Next Article in Journal
An Innovative Coastal Altimetry Waveform Processing Approach Based on Wave-Transformer Classifier
Previous Article in Journal
Two-Stage Oil Spill Detection in SAR Using a Domain-Adapted Segment Anything Model
 
 
Article
Peer-Review Record

MSMamba: A Multi-Semantic Mamba Framework for Referring Remote Sensing Image Segmentation

Remote Sens. 2026, 18(12), 1949; https://doi.org/10.3390/rs18121949 (registering DOI)
by Tianxiang Zhang 1,2, Junbai Li 1,2, Yanqiang Feng 1,2, Zhaokun Wen 1,2, Li Liu 1,2 and Jiangyun Li 1,2,*
Reviewer 1: Anonymous
Reviewer 2: Anonymous
Reviewer 3: Anonymous
Reviewer 4: Anonymous
Remote Sens. 2026, 18(12), 1949; https://doi.org/10.3390/rs18121949 (registering DOI)
Submission received: 16 March 2026 / Revised: 6 June 2026 / Accepted: 9 June 2026 / Published: 12 June 2026
(This article belongs to the Section AI Remote Sensing)

Round 1

Reviewer 1 Report

Comments and Suggestions for Authors

The VTFB and MSFD modules shown in the proposed MSMamba of this manuscript are reasonable and innovative. However, there are significant shortcomings in the efficiency comparison and the detailed description of the methods. The detailed suggestions are as follows:
(1) Replenishing the comparisons of inference speed (FPS) and GPU memory usage to Table 5, comparing it with similar methods;
(2) The clear explanations or annotations of the sources of the baseline results are necessary in Tables 1-4;
(3) The specific operations of CSA, the WLSP preprocessing workflow, and the BERT alignment method can be described in slightly more detail;
(4) Supplementing the SS2D ablation experiments.
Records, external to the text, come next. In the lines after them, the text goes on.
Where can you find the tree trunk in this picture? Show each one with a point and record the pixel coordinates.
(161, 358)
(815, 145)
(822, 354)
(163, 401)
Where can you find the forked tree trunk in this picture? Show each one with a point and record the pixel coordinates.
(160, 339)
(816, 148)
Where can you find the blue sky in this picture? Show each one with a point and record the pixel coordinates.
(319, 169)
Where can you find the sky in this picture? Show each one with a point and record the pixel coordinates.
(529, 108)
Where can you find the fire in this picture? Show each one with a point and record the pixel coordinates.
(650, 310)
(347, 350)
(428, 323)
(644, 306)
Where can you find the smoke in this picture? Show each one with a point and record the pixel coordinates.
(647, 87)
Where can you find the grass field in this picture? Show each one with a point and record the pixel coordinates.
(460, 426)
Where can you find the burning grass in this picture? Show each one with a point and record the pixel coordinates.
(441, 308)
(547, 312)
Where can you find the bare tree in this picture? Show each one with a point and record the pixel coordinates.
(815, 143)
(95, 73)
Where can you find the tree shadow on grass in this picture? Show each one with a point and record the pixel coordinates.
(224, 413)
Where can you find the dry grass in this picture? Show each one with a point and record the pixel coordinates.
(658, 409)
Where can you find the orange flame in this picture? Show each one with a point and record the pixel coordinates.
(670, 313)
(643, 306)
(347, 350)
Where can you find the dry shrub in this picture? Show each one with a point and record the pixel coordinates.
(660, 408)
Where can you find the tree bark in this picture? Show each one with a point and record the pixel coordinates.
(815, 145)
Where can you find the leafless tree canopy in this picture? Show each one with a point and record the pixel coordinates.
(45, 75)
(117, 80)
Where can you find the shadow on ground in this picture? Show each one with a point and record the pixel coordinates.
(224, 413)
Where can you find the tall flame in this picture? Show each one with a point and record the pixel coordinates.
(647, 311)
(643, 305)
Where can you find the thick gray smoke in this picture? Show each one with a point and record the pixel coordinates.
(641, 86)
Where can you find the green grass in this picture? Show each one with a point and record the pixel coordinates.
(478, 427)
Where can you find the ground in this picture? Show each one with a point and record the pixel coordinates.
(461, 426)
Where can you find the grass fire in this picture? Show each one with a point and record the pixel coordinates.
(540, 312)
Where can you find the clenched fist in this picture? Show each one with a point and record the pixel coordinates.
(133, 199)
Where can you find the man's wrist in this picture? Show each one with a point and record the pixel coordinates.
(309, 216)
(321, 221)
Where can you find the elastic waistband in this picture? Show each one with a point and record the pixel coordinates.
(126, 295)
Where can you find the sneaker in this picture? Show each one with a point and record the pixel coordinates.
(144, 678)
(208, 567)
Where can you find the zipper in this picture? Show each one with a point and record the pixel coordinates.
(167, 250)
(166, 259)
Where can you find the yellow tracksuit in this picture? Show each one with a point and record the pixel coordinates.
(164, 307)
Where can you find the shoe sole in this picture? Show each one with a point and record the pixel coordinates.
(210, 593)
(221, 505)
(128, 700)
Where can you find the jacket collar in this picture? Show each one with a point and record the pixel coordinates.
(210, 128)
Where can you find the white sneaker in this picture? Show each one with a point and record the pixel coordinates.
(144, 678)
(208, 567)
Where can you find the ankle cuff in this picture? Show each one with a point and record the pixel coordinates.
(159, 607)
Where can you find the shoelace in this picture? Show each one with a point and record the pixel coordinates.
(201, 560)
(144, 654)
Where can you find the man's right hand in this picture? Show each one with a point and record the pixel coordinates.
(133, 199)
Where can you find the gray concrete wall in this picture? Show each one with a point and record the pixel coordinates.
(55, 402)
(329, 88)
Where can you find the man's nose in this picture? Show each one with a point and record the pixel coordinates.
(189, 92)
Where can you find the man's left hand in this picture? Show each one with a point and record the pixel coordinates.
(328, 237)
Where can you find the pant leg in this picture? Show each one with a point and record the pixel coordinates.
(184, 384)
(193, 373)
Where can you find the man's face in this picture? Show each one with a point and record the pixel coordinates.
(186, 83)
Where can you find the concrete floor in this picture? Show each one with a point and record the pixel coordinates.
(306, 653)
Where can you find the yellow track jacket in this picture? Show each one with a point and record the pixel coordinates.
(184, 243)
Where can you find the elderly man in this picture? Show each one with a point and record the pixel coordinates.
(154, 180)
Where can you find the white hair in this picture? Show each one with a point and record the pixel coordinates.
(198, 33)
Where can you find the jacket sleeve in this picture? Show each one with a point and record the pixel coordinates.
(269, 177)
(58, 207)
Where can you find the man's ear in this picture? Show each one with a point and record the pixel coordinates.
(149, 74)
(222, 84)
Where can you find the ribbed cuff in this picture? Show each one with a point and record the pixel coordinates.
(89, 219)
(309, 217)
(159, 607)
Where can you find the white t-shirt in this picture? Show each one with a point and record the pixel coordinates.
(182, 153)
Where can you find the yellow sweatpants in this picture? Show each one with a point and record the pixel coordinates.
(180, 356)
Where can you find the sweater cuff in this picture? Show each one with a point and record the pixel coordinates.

Additionally, it is suggested to add grouped IoU comparisons based on target size.

Author Response

Please see the attachment.

Author Response File: Author Response.docx

Reviewer 2 Report

Comments and Suggestions for Authors

This paper proposed a method for Referring Remote Sensing Image Segmentation (RRSIS), which is a related new area. The topic is quite interesting. The authors compared their results with other methods. The method and results are clear. The conclusion shows the contribution of the work.

The fonts in the figures are different, as in Figs 1 and 2. Please unify them.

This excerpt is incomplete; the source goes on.